L’utilisation d’un pied à coulisse ne permet pas un contrôle précis de la pression appliquée lors de la mesure du diamètre d’ouverture de spathes. Un bruit est occasionné, limitant la précision et finesse de nos résultats à l’échelle d’un individu. Un nombre de répétitions suffisant nous a permis d’atténuer cette gêne. Toutefois, un équilibre entre le nombre de mesures nécessaires à effectuer pour maximiser statistiquement la fiabilité de la méthode, et la masse de travail que cela occasionne doit être évalué. D’un point de vue technique, l’utilisation d’un pied à coulisse dynamométrique ou d’un palmer adapté à nos travaux, pourraient améliorer nos prédictions de nombre de grains produits et de dynamique d’émergence des soies, à partir du diamètre d’ouverture de spathes.

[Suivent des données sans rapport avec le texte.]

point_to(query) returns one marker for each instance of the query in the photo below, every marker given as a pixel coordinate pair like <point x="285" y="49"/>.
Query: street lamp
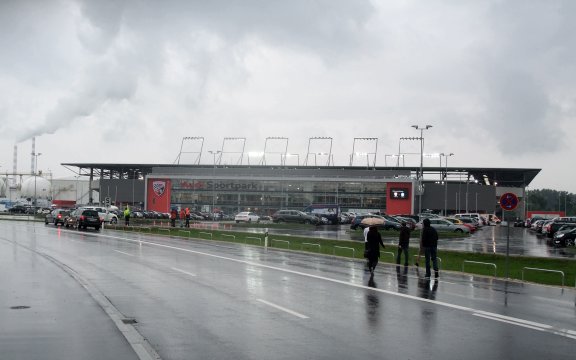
<point x="214" y="153"/>
<point x="421" y="174"/>
<point x="446" y="156"/>
<point x="35" y="172"/>
<point x="77" y="176"/>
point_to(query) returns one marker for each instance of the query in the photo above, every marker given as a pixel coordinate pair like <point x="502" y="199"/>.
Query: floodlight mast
<point x="420" y="174"/>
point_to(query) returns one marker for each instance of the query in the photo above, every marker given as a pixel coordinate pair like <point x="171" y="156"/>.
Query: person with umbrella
<point x="372" y="249"/>
<point x="430" y="245"/>
<point x="403" y="242"/>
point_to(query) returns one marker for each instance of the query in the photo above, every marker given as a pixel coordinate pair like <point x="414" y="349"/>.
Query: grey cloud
<point x="323" y="27"/>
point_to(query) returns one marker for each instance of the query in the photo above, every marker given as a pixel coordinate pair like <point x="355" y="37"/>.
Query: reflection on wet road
<point x="489" y="239"/>
<point x="212" y="300"/>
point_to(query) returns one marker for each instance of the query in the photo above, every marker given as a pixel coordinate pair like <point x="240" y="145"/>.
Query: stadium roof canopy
<point x="489" y="176"/>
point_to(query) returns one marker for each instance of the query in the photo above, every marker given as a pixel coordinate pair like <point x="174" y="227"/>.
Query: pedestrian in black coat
<point x="403" y="242"/>
<point x="373" y="243"/>
<point x="430" y="245"/>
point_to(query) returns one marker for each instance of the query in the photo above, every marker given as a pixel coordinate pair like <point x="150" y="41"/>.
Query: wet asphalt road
<point x="196" y="299"/>
<point x="488" y="239"/>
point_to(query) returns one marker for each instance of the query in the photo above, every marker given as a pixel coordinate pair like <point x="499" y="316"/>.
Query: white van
<point x="476" y="216"/>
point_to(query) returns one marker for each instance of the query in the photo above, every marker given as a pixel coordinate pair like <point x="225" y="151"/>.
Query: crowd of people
<point x="428" y="247"/>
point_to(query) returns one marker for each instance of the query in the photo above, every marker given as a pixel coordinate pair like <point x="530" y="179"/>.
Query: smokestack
<point x="15" y="162"/>
<point x="33" y="153"/>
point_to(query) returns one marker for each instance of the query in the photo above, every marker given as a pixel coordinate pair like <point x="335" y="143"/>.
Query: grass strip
<point x="451" y="260"/>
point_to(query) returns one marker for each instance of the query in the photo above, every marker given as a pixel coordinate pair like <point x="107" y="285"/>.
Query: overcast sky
<point x="122" y="81"/>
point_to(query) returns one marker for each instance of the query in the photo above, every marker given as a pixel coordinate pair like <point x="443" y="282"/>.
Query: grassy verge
<point x="473" y="263"/>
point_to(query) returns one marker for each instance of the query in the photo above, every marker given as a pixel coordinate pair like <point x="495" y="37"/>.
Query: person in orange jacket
<point x="173" y="216"/>
<point x="182" y="217"/>
<point x="187" y="217"/>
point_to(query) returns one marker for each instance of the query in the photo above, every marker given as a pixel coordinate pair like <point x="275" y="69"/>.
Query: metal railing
<point x="424" y="257"/>
<point x="479" y="263"/>
<point x="389" y="253"/>
<point x="546" y="270"/>
<point x="205" y="233"/>
<point x="282" y="241"/>
<point x="252" y="238"/>
<point x="311" y="244"/>
<point x="345" y="248"/>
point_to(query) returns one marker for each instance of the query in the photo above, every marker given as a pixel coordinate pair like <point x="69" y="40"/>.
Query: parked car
<point x="470" y="225"/>
<point x="247" y="216"/>
<point x="564" y="237"/>
<point x="410" y="223"/>
<point x="57" y="216"/>
<point x="19" y="209"/>
<point x="389" y="223"/>
<point x="84" y="218"/>
<point x="294" y="216"/>
<point x="477" y="216"/>
<point x="104" y="213"/>
<point x="445" y="225"/>
<point x="358" y="219"/>
<point x="558" y="222"/>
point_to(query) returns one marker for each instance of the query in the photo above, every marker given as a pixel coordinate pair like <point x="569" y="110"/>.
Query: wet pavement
<point x="45" y="313"/>
<point x="194" y="299"/>
<point x="488" y="240"/>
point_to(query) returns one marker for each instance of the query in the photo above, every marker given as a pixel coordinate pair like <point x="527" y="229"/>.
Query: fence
<point x="479" y="263"/>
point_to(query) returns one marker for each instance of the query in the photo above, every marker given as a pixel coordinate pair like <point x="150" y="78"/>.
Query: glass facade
<point x="267" y="196"/>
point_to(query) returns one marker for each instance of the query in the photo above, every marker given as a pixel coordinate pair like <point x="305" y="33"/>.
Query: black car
<point x="19" y="209"/>
<point x="294" y="216"/>
<point x="85" y="218"/>
<point x="57" y="216"/>
<point x="564" y="238"/>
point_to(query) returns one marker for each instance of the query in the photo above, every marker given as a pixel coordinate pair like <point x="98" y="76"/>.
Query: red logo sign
<point x="159" y="187"/>
<point x="509" y="201"/>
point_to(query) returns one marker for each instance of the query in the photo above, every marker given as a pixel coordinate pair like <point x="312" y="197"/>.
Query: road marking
<point x="508" y="321"/>
<point x="183" y="272"/>
<point x="283" y="309"/>
<point x="122" y="252"/>
<point x="494" y="316"/>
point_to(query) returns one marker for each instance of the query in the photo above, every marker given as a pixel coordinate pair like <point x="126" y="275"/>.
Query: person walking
<point x="430" y="246"/>
<point x="372" y="252"/>
<point x="403" y="242"/>
<point x="173" y="216"/>
<point x="182" y="217"/>
<point x="127" y="216"/>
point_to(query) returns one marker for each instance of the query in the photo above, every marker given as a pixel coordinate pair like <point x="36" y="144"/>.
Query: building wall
<point x="481" y="198"/>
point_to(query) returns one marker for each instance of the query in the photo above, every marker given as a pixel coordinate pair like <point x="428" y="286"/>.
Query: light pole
<point x="35" y="172"/>
<point x="421" y="174"/>
<point x="214" y="153"/>
<point x="446" y="156"/>
<point x="77" y="176"/>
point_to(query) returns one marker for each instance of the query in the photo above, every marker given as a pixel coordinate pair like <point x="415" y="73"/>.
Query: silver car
<point x="445" y="225"/>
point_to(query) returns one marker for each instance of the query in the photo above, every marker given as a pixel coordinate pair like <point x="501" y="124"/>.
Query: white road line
<point x="183" y="272"/>
<point x="283" y="309"/>
<point x="122" y="252"/>
<point x="515" y="321"/>
<point x="508" y="321"/>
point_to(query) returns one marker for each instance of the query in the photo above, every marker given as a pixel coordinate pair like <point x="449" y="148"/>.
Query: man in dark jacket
<point x="403" y="242"/>
<point x="373" y="243"/>
<point x="430" y="244"/>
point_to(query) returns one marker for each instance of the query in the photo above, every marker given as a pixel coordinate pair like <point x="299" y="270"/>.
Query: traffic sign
<point x="509" y="201"/>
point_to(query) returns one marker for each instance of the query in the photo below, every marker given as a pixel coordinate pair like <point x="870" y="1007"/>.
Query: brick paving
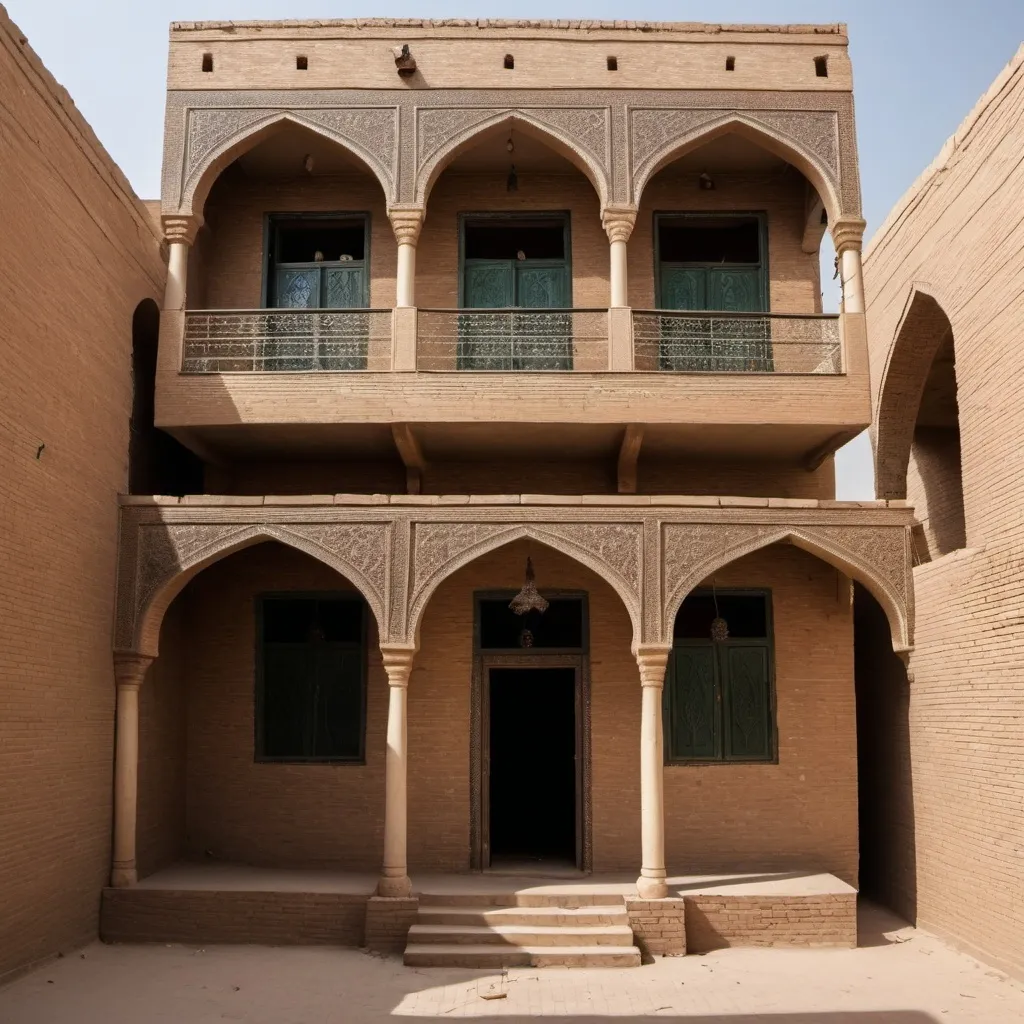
<point x="899" y="976"/>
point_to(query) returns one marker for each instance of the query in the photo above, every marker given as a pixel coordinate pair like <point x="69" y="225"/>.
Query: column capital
<point x="407" y="221"/>
<point x="617" y="220"/>
<point x="130" y="669"/>
<point x="397" y="663"/>
<point x="181" y="228"/>
<point x="848" y="233"/>
<point x="652" y="659"/>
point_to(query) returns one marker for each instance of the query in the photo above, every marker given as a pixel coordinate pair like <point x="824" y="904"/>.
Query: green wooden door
<point x="514" y="340"/>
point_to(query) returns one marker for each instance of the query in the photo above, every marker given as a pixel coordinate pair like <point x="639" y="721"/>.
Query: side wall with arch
<point x="957" y="238"/>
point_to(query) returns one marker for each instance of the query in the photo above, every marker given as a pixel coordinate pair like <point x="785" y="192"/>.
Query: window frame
<point x="772" y="710"/>
<point x="258" y="696"/>
<point x="271" y="220"/>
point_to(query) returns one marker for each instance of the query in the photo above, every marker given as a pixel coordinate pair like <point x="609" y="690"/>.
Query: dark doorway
<point x="531" y="765"/>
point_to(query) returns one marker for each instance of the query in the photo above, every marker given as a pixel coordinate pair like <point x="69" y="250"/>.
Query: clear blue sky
<point x="919" y="67"/>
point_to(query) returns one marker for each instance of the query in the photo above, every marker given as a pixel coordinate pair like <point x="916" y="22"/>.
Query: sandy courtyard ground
<point x="899" y="976"/>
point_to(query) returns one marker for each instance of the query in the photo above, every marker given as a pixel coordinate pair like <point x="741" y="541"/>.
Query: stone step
<point x="486" y="915"/>
<point x="525" y="936"/>
<point x="492" y="956"/>
<point x="565" y="900"/>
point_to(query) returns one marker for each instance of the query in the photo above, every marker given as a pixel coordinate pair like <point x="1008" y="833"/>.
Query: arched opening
<point x="158" y="463"/>
<point x="523" y="749"/>
<point x="262" y="722"/>
<point x="525" y="211"/>
<point x="918" y="453"/>
<point x="888" y="854"/>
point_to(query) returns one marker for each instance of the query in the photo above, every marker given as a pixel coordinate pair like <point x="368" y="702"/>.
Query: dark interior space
<point x="158" y="464"/>
<point x="888" y="854"/>
<point x="709" y="240"/>
<point x="542" y="239"/>
<point x="532" y="765"/>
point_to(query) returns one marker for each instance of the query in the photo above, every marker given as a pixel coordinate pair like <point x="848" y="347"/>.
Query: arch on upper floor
<point x="558" y="539"/>
<point x="157" y="599"/>
<point x="526" y="122"/>
<point x="201" y="175"/>
<point x="898" y="609"/>
<point x="923" y="329"/>
<point x="785" y="146"/>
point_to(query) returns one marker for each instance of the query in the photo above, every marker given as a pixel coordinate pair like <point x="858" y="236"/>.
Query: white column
<point x="848" y="233"/>
<point x="407" y="222"/>
<point x="394" y="877"/>
<point x="651" y="884"/>
<point x="619" y="221"/>
<point x="129" y="671"/>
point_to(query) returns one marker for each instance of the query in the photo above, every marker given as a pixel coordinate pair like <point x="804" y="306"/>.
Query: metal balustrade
<point x="286" y="340"/>
<point x="726" y="342"/>
<point x="512" y="340"/>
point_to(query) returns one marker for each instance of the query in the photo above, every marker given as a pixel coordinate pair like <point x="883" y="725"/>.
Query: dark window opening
<point x="310" y="684"/>
<point x="561" y="627"/>
<point x="719" y="700"/>
<point x="532" y="764"/>
<point x="506" y="240"/>
<point x="711" y="240"/>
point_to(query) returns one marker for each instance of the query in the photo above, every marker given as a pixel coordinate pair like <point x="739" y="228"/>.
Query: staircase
<point x="521" y="930"/>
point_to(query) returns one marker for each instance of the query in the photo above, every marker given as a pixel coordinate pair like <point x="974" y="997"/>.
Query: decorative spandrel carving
<point x="369" y="131"/>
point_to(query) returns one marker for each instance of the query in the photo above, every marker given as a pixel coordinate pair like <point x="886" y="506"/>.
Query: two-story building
<point x="454" y="307"/>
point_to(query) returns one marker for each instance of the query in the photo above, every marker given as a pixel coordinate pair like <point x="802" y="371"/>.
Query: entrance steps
<point x="521" y="930"/>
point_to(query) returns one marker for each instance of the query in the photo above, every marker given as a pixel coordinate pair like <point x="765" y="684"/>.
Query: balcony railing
<point x="523" y="340"/>
<point x="286" y="340"/>
<point x="713" y="342"/>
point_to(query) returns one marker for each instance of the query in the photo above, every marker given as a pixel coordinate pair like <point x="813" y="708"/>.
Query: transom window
<point x="719" y="695"/>
<point x="310" y="678"/>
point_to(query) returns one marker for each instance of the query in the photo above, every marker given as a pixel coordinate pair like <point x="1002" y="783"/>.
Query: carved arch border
<point x="146" y="612"/>
<point x="252" y="129"/>
<point x="783" y="144"/>
<point x="923" y="327"/>
<point x="898" y="610"/>
<point x="594" y="166"/>
<point x="630" y="595"/>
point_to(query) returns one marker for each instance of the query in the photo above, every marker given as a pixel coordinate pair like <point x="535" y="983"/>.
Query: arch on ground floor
<point x="154" y="596"/>
<point x="557" y="538"/>
<point x="853" y="563"/>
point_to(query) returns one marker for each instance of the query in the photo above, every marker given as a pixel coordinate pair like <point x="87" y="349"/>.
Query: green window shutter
<point x="747" y="702"/>
<point x="694" y="705"/>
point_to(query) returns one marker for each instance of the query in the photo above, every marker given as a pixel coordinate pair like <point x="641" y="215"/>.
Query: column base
<point x="397" y="886"/>
<point x="123" y="878"/>
<point x="648" y="888"/>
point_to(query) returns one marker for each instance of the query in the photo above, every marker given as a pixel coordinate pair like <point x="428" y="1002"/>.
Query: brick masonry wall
<point x="800" y="813"/>
<point x="79" y="254"/>
<point x="957" y="236"/>
<point x="718" y="922"/>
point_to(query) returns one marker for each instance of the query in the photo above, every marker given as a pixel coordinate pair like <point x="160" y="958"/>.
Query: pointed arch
<point x="923" y="328"/>
<point x="772" y="139"/>
<point x="501" y="538"/>
<point x="200" y="179"/>
<point x="851" y="563"/>
<point x="525" y="122"/>
<point x="150" y="613"/>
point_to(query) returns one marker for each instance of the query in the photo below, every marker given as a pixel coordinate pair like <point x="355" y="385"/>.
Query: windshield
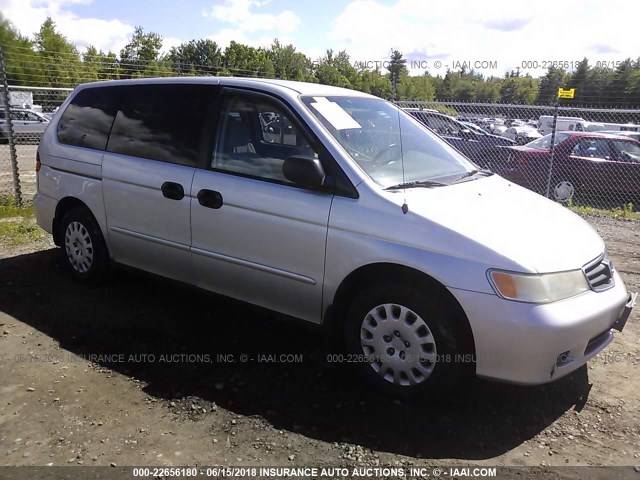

La méthodologie développée ici présente des caractéristiques qui en font, potentiellement, un bon outil de phénotypage, notamment au champ. La mesure de l’ouverture des spathes est un estimateur prédictif et non destructif de la réponse du nombre de grains produits et du nombre final de soies émergées des génotypes aux facteurs de l’environnement. La mesure est rapide (moins d’1 mn par plante), stable pendant une fenêtre de temps suffisante pour englober la variabilité inter plantes de date de floraison usuellement observées dans une parcelle de maïs. On peut donc envisager de la réaliser en un seul passage dans la parcelle quelques jours après le pic de floraison. Elle pourrait avoir une application directe et concrète en amélioration génétique du maïs. Dans l’immédiat, l’identification de QTL (Quautitative Trait Loci) impliqués dans le « maintien d’une production de grains en conditions hydriques limités autour de la floraison » pourrait en être une. Des travaux complémentaires devront être réalisés pour ajuster la méthodologie, et vérifier son domaine de validité.